As the tonal interlude began, she turned to Riffan. In words now sharp and sure she said, “Reply to him. Quickly. As quickly as you can. He can’t be allowed into Silk, not yet. Not until we’re sure. But we can bring him here. Give him the access code to a data gate, accept his pattern. We can examine it while his avatar is assembled. If there’s anything suspicious in it…”

A slight hesitation, that Pasha filled. “Then we end the process,” she said. “And wipe the avatar before he’s live.”

Clemantine’s gaze fixed on Pasha, as if really seeing her for the first time. Riffan thought she must be angry, but after a few seconds she acknowledged Pasha’s words with a slow nod. “Yes. Exactly.” Stern approval in her voice.

Then she turned again to Riffan. “In the meantime I suggest you adjust this ship’s course, take it closer to the swarm, and find the best angle for the guns.” She kicked off the wall and glided toward the still-open doorway.

Before she passed through it, Pasha spoke again. “This is why you’re really here, isn’t it? This is why you’ve spent centuries in cold sleep at this remote post. You were waiting for him, or them…”

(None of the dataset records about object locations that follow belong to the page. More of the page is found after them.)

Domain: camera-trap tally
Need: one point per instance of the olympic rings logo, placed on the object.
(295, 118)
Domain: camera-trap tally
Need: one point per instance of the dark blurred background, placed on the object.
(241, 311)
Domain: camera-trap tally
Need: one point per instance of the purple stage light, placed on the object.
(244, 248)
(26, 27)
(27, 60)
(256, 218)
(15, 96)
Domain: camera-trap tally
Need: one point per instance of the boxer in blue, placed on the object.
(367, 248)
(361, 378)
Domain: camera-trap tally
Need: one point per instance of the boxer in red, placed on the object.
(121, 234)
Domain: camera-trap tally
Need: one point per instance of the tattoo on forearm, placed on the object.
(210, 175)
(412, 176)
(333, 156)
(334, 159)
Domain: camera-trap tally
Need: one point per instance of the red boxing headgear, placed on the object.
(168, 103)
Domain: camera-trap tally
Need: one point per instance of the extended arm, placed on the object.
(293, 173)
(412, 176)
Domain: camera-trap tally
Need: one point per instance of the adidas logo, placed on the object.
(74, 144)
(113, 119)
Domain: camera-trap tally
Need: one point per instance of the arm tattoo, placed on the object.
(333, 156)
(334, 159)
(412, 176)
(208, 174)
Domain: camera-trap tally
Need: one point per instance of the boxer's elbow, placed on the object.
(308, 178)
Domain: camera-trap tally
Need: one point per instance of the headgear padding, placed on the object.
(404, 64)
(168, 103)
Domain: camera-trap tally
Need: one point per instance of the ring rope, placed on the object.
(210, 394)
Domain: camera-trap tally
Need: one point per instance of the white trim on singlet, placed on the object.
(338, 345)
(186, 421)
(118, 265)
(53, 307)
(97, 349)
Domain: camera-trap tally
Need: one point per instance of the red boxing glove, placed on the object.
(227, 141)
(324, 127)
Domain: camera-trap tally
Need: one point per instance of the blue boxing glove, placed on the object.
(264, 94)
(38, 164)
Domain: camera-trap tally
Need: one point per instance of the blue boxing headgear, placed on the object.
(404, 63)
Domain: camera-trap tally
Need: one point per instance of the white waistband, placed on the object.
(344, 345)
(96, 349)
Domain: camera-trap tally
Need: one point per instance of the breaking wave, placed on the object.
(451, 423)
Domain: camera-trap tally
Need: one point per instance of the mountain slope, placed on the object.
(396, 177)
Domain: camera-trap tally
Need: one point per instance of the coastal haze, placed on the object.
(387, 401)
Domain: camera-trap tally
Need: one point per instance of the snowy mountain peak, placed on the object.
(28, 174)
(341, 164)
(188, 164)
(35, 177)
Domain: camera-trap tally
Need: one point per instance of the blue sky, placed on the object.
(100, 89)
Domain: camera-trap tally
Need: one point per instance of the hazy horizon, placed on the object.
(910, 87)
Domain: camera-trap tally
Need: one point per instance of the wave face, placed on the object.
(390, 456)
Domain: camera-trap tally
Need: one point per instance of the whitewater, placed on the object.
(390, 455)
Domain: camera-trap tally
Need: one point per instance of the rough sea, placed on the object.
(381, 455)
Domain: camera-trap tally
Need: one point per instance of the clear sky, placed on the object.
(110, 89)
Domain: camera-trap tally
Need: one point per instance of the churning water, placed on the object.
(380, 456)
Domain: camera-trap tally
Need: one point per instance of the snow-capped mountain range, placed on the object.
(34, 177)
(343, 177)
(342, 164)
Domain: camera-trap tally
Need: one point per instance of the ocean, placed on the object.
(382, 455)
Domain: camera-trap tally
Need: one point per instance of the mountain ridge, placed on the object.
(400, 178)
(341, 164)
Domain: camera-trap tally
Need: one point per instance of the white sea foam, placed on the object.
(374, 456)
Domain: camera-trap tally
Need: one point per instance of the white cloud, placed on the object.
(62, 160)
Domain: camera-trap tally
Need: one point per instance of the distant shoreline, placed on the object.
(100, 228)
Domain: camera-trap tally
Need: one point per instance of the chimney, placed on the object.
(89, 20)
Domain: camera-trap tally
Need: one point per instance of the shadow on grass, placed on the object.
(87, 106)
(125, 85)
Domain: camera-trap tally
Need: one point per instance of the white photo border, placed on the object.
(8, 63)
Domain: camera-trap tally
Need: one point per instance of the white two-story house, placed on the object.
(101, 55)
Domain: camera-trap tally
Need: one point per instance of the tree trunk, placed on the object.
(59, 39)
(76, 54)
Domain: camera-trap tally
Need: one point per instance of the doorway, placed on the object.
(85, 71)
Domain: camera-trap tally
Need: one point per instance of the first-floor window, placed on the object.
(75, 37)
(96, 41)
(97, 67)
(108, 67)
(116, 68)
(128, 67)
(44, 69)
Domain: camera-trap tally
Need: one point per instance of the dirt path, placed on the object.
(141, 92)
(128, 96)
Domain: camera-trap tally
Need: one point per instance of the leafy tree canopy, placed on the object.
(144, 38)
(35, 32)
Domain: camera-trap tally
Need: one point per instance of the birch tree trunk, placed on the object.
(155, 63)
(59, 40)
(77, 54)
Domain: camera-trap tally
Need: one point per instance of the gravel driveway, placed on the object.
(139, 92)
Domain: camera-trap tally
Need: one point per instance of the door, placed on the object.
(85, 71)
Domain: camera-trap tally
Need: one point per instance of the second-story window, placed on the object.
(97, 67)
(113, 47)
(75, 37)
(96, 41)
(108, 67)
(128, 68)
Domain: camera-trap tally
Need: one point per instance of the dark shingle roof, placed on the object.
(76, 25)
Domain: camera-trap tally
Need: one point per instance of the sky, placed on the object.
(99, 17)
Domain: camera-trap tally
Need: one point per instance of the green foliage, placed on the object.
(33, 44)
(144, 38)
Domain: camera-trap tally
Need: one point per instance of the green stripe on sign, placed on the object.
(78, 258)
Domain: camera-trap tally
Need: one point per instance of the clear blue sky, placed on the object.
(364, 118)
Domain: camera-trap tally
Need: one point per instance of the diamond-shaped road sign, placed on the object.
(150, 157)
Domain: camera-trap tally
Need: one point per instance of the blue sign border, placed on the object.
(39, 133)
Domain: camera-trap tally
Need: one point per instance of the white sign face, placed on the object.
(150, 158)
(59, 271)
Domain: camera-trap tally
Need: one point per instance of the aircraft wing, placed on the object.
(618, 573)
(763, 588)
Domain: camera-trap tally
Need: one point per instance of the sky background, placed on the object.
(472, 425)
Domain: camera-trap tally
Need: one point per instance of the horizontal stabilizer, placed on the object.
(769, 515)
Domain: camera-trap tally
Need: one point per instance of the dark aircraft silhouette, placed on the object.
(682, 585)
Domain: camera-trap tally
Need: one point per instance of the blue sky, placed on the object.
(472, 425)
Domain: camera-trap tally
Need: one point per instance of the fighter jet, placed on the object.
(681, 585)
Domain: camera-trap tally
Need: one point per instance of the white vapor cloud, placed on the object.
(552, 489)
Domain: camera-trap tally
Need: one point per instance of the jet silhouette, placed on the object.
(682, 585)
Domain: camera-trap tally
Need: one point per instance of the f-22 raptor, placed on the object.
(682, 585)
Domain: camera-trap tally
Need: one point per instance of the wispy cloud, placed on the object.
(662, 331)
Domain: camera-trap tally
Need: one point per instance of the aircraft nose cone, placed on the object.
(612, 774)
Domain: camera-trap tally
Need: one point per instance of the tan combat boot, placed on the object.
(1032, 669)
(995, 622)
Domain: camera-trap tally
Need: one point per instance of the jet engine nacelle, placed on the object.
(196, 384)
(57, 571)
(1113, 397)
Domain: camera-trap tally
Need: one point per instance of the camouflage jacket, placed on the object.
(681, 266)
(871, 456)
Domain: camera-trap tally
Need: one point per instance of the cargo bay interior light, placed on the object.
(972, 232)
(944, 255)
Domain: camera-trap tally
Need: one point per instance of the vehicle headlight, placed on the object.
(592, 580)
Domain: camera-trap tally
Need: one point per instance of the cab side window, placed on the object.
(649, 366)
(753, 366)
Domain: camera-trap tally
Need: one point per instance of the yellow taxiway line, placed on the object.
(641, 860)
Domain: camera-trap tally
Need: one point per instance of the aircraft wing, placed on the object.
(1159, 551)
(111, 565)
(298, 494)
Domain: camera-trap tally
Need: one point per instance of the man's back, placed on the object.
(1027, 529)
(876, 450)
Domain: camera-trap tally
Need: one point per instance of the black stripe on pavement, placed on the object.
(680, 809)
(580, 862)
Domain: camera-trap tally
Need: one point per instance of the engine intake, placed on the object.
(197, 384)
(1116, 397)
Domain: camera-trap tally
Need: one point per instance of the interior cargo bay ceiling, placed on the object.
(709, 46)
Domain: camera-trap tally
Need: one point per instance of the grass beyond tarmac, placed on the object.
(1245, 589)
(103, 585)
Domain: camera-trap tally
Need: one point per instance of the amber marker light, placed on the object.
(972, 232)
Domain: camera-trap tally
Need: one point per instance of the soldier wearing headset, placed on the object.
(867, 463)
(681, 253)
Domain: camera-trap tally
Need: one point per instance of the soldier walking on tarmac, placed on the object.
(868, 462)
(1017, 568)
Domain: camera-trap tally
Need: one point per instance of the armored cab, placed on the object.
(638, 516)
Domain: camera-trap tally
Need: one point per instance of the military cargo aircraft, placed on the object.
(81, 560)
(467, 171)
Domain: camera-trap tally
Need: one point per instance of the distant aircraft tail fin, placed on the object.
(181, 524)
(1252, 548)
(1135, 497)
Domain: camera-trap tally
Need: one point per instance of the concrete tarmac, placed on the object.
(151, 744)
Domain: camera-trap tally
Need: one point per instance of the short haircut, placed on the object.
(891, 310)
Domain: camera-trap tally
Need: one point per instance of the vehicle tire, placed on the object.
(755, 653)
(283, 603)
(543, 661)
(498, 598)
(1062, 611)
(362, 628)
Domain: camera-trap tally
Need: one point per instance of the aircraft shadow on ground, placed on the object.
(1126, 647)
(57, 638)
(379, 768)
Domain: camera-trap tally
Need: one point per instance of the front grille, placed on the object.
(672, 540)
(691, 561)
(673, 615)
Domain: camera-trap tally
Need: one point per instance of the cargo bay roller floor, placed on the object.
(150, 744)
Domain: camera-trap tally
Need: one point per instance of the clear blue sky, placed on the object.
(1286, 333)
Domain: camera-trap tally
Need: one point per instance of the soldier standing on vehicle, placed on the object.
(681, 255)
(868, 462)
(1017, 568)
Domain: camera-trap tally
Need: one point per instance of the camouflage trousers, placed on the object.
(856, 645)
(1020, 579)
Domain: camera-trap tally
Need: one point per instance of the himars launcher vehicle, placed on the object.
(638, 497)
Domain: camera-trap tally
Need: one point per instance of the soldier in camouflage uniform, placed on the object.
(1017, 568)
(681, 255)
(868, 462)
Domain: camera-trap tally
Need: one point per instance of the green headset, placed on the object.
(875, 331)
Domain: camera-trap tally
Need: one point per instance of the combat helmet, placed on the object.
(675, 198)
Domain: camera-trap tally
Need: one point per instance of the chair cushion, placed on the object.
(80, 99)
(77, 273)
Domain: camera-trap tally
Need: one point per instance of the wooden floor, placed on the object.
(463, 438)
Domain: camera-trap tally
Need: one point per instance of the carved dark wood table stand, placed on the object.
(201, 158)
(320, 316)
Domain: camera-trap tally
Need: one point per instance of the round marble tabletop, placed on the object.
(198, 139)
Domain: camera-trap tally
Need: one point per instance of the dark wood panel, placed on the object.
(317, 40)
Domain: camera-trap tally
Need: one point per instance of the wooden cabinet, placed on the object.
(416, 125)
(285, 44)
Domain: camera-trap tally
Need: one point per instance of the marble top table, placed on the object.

Riffan hissed at her, appalled at the impertinence of such a question. Too late. Clemantine caught the edge of the doorway and turned back. Riffan braced for an outburst, a reprimand.

But Clemantine sounded only downcast, not angry. “Not knowing what became of them has been hard,” she confessed to Pasha. “If it is him, I will be grateful to hear his story. But to come here after so long, after all he must have seen, and in such circumstance—” She gestured at the projection. “Who is he now? Not the man I knew.”

With that she went out, and the sides of the door swept in, sealing shut behind her.

The message continued to repeat as Riffan turned to Enzo. “Do as she said,” he instructed. “Reply to him, and send him the key to a data gate.”

“On it.”

“We’ll need to isolate all data that comes in,” Riffan added. “Create a new library for it, separate from ship’s systems.”

Zira said, “I’ll set that up.”

“Thank you, Zira,” Riffan told her. “I’ll work on our trajectory.”